Reinforce the following to children who are aged 5 and older:

  • Always let parents know where you’re going, who you’ll be with and what time you will arrive home.
  • Always get permission from a parent before going to someone’s house.
  • Do not answer the door if you are home alone.
  • Never open the door to a stranger.
  • Never say you are home alone when answering the phone. (Instead say something like, “My dad is in the shower, can I take a message?”)
  • Never let someone from the cable company, phone company or another uniformed person into the house if an adult/parent is not present.

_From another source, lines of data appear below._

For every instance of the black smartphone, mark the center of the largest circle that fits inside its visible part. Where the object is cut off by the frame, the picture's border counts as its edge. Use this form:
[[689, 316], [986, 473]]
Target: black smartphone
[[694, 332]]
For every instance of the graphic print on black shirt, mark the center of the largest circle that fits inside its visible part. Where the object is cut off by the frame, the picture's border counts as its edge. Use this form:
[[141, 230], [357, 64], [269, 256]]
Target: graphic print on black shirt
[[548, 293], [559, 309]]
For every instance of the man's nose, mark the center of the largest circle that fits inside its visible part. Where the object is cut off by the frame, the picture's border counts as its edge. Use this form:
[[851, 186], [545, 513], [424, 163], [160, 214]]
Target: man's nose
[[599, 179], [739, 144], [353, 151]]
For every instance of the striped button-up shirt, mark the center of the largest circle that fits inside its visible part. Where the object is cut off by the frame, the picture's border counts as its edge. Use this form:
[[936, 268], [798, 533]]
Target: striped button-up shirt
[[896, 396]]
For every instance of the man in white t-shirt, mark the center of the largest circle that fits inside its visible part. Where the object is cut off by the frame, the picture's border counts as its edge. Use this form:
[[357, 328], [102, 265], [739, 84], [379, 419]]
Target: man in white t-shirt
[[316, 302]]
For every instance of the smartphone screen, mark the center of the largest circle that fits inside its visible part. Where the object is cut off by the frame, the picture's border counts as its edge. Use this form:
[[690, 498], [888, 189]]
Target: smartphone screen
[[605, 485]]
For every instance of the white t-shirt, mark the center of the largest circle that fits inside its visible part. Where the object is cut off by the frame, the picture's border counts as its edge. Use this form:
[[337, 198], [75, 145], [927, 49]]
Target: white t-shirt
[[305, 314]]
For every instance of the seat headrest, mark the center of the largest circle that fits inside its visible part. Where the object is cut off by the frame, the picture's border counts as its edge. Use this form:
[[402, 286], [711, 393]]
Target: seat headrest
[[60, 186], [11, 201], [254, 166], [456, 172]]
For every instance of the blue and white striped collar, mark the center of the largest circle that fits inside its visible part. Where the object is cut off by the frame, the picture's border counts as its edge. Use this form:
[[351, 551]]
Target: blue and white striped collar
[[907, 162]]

  • Always lock the door when home and put on alarm system.
  • Never enter anyone’s car unless a parent has said it is okay.

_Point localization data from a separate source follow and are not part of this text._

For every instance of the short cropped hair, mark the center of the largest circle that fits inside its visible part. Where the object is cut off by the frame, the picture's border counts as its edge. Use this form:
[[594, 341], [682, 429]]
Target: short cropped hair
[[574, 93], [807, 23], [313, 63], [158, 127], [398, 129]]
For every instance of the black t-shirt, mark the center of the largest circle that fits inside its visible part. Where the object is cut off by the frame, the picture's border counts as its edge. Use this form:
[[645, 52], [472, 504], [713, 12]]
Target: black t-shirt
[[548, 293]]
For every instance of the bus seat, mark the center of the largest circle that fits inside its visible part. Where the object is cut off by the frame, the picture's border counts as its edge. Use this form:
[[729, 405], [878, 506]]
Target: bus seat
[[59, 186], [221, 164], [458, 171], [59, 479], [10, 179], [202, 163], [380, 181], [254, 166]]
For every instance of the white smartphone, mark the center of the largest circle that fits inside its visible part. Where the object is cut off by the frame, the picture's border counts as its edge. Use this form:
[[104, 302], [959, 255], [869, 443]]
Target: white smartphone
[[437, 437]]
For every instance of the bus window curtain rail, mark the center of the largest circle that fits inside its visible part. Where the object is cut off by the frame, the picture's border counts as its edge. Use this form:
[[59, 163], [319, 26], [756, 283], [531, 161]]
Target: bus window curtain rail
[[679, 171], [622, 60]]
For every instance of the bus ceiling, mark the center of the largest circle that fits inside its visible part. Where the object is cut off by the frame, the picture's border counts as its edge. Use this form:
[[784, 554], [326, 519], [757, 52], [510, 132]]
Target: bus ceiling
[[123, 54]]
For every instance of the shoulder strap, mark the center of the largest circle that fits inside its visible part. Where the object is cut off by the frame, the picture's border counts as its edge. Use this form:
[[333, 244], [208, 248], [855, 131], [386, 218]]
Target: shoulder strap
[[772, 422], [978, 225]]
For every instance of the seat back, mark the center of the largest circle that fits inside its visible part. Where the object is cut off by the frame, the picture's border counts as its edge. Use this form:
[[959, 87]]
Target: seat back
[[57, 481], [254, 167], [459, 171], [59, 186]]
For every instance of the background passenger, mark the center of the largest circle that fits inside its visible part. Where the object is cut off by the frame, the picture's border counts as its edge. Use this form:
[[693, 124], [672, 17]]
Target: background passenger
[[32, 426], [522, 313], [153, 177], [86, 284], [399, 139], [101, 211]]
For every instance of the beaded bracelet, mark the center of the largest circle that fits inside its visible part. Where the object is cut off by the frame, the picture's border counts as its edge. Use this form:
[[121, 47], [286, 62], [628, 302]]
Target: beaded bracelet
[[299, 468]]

  • Keep objects in each room that might be used as a weapon (like a baseball bat).
  • Never take gifts or candy from a stranger.

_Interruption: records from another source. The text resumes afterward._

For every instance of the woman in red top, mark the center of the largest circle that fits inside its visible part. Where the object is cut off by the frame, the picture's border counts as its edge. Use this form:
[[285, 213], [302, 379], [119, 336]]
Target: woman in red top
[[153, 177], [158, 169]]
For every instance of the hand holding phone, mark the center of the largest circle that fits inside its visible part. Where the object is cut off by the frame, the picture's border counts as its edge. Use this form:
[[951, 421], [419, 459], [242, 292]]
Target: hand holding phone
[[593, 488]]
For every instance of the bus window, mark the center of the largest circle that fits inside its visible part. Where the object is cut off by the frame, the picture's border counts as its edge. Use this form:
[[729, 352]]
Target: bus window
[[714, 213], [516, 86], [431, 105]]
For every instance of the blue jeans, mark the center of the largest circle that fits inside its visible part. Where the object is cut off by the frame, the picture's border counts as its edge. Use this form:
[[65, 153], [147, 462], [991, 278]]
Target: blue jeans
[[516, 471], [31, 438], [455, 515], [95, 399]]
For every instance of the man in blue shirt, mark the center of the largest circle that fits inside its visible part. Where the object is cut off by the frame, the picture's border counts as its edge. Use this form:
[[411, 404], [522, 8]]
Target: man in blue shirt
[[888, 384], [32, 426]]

  • Never play in isolated areas or inside/near deserted buildings.
  • Always go with your instincts and go somewhere safe if you feel fearful of someone.
  • Never stop fighting back and always keep looking for an escape route.

Escape Techniques:

  • If forced into a car or building, teach child to scream and shatter objects.
  • If a child is grabbed in a store, teach your child to yell for a cashier or other adult or shatter merchandise and knock down displays. Tell your child to try to grab onto the nearest person.
  • If a car pulls up beside a child, teach the child to move away from the car. If safe zone is not in front of car, tell child to run in the opposite direction the car is facing.
  • If taken by a stranger, teach child to yell specific phrases such as, “Help, I have been abducted, I do not know this person!” “I need help, I’m being kidnapped!”
  • If abducted in a parking lot, teach child to run, pound on cars to set off car alarms and to go under a parked car if possible.
  • If grabbed inside a public place like a mall, teach child to drop weight down, twist, stretch out, kick his legs and scream, “Help! I need help, I’m being kidnapped!”
  • If locked in a trunk, teach child to push out taillights and let wires dangle out.
  • If abducted into a car, teach child to jump into backseat and go out back door.
  • If stuck in front seat of car, teach child to pull out wires under dashboard to disable car.
  • If locked in apartment, teach child to stuff toilet with paper and flush repeatedly to flood floor and apartment below.
  • If locked in an apartment or house, teach child to always try all doors and windows for escape route. Break windows. Find an item that may be used as a weapon.